QQQ vs VUG: Head-to-Head Comparison
Last updated: March 2026 • Growth vs Value
Quick Verdict
Both ETFs score equally well for beginners (8.5/10). Your choice depends on your specific investment goals.
Side-by-Side Comparison
Key Differences Between QQQ and VUG
QQQ (Invesco QQQ Trust) is a u.s. large-cap growth fund managed by Invesco. QQQ tracks the Nasdaq-100 index, which includes 100 of the largest non-financial companies listed on the Nasdaq stock exchange. It is heavily tilted toward technology and growth stocks, making it a favorite for investors who want concentrated exposure to the tech sector. Beginners should understand that QQQ can deliver higher returns than the S&P 500 in good years but also experiences sharper declines during downturns.

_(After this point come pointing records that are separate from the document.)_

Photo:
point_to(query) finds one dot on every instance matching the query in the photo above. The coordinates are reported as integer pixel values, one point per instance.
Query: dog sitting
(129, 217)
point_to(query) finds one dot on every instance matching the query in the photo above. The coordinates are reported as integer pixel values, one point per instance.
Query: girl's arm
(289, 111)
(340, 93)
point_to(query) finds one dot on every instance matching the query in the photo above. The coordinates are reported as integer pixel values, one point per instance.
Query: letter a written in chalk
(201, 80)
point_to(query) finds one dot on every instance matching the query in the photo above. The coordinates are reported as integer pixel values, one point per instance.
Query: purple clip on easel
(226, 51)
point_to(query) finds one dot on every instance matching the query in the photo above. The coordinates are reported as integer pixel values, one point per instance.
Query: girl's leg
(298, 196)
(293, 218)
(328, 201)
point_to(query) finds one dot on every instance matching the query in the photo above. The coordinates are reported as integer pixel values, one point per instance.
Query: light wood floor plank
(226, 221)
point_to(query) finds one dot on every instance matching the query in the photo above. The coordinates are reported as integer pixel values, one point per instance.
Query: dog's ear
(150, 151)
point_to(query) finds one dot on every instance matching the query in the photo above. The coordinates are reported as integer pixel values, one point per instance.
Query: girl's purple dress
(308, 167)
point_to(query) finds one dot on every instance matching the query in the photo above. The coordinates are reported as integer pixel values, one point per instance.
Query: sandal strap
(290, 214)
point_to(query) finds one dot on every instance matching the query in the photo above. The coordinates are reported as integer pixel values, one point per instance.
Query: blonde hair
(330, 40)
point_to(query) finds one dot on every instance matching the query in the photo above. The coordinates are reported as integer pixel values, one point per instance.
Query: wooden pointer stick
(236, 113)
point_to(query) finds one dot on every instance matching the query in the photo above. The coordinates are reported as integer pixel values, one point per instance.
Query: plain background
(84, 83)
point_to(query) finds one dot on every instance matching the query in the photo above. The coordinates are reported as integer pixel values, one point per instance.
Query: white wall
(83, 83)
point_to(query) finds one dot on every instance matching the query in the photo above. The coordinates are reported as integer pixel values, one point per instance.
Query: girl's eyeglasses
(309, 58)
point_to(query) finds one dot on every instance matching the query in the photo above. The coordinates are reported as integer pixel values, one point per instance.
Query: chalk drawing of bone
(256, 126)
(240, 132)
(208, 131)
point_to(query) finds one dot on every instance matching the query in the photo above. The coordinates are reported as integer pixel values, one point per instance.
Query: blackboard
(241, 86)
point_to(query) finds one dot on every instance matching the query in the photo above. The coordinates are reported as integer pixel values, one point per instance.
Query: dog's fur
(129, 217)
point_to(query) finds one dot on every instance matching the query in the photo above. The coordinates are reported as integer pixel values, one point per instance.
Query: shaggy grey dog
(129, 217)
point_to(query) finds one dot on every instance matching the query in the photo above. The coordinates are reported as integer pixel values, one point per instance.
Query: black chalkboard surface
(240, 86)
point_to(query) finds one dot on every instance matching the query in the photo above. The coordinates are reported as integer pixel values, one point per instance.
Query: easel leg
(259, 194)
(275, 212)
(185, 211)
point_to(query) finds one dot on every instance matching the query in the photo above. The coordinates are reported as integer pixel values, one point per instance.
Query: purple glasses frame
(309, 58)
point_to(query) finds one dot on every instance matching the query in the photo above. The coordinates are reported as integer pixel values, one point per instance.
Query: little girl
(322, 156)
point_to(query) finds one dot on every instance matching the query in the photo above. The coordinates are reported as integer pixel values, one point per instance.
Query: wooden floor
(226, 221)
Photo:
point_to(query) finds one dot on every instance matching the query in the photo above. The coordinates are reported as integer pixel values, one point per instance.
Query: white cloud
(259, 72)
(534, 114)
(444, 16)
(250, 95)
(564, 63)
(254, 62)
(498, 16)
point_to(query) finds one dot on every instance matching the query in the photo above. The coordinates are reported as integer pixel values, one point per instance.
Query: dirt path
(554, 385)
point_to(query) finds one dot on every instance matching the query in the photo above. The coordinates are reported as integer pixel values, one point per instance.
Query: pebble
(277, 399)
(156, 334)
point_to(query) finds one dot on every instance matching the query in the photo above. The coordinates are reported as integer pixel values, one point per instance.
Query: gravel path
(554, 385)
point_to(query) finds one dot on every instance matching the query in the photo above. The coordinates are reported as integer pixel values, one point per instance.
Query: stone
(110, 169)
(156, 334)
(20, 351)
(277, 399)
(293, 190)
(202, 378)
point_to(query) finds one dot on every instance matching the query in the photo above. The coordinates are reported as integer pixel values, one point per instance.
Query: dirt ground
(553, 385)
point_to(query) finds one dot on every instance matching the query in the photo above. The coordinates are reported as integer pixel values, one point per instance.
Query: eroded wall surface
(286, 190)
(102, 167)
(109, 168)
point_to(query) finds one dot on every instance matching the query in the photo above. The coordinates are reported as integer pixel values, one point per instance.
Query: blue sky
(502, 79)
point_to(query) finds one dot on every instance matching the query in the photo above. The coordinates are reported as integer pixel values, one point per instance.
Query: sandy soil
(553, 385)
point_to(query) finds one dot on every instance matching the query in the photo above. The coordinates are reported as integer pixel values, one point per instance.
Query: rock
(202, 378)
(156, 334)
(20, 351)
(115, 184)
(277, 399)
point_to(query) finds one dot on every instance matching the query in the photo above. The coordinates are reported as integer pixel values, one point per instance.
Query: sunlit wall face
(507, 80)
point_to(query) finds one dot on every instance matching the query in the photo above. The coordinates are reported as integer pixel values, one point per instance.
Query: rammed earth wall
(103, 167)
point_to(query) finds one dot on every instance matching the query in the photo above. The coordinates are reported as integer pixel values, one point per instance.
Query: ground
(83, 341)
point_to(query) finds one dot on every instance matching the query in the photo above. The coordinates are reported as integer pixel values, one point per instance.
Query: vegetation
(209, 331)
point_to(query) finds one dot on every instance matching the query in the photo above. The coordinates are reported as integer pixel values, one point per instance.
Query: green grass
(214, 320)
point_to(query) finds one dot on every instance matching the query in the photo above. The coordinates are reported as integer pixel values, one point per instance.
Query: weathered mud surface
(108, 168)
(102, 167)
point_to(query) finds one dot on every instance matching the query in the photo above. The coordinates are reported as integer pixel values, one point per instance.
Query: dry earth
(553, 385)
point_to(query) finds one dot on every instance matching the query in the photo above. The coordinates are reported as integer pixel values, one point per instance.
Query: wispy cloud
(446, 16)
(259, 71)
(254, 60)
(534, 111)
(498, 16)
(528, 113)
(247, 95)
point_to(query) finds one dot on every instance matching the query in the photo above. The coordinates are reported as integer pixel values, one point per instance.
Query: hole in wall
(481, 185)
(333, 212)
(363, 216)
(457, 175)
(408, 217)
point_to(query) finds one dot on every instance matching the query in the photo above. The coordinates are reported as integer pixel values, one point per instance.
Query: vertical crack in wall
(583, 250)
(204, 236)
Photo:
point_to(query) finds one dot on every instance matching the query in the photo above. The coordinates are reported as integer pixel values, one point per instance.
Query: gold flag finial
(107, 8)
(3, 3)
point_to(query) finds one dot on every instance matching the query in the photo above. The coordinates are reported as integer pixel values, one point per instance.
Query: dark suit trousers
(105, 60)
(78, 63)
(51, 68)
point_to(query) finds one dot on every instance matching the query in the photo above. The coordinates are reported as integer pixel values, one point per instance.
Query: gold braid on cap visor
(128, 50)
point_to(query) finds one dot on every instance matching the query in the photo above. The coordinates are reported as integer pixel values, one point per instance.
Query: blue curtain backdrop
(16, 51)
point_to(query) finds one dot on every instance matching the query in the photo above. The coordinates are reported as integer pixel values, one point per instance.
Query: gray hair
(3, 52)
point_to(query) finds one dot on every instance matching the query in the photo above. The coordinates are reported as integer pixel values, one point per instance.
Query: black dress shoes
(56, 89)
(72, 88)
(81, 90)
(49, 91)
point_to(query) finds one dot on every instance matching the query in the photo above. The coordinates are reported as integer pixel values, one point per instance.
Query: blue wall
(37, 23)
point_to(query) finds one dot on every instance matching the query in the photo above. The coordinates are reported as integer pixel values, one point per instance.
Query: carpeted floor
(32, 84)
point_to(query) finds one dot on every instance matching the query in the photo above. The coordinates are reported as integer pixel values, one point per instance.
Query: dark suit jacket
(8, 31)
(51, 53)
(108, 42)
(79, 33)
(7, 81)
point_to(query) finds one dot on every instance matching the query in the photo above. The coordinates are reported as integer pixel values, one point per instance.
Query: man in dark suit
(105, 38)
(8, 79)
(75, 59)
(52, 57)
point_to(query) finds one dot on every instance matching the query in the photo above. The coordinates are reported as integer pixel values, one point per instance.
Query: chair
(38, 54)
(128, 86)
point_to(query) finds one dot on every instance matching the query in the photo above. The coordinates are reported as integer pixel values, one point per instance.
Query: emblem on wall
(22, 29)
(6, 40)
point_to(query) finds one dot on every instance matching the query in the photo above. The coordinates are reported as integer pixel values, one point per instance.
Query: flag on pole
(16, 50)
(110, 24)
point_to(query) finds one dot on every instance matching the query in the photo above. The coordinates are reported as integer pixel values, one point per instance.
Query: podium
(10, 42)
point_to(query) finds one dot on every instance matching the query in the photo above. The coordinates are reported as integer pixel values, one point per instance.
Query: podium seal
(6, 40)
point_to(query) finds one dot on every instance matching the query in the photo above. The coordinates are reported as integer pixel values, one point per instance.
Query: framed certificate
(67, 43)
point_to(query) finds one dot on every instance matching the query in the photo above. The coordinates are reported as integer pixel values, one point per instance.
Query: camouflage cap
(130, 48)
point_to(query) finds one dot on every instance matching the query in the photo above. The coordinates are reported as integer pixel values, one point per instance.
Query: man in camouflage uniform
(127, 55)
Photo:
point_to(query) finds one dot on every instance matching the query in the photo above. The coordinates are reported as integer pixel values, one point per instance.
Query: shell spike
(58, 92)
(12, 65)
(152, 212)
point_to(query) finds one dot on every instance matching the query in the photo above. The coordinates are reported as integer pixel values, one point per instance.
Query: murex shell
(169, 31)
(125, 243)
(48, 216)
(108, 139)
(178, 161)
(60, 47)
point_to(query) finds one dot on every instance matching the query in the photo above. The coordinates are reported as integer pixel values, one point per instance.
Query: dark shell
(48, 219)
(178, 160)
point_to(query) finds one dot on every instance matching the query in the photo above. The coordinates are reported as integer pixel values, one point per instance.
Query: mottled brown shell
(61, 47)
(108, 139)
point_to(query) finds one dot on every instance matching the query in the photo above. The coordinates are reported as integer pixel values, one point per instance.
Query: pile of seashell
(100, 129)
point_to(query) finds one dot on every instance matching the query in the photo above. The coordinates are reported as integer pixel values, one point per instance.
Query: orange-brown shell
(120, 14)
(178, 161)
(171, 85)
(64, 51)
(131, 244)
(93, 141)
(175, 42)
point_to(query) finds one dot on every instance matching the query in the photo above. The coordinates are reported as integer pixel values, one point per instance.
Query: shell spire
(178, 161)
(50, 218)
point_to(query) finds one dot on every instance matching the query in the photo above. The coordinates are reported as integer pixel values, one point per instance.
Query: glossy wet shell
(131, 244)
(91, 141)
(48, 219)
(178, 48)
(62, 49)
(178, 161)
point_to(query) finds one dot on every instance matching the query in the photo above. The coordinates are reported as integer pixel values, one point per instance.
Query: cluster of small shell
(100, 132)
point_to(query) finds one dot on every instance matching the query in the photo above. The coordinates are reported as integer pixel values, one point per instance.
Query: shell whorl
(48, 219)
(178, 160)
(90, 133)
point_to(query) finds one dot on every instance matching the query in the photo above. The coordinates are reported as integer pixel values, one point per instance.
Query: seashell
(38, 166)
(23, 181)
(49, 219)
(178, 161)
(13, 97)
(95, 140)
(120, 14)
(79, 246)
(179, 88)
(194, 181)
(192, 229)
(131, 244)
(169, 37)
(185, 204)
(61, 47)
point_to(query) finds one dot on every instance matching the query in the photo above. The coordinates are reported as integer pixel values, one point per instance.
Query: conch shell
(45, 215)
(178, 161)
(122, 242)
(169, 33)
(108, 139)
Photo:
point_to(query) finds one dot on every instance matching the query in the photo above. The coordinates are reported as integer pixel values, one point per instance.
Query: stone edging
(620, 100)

VUG (Vanguard Growth ETF) is a us large-cap growth fund managed by Vanguard. VUG tracks the CRSP US Large Cap Growth Index, providing exposure to fast-growing large U.S. companies, especially in the technology sector. It is ideal for investors who want to capture the upside of innovative companies driving the economy forward. The fund's ultra-low cost makes it one of the cheapest ways to invest in large-cap growth stocks.
The most notable differences are in fees (0.20% vs 0.04%), number of holdings (101 vs 200), and 5-year returns (19.50% vs 18.00%).
Recommended: This beginner-friendly ETF course on Udemy covers everything from ETF fundamentals to building a recession-proof portfolio in 7 days.
Holdings Overlap Analysis
67%
Holdings Overlap
QQQ and VUG share 67% of their top holdings. There is moderate overlap, so owning both provides some additional diversification but with diminishing returns.
Cost Comparison Over Time
If you invest $10,000 and hold for 20 years (assuming 8% annual returns):
QQQ
Fee cost: $1,696
VUG
Fee cost: $344
Over 20 years, the fee difference amounts to $1,352 on a $10,000 investment. VUG saves you more in fees over time.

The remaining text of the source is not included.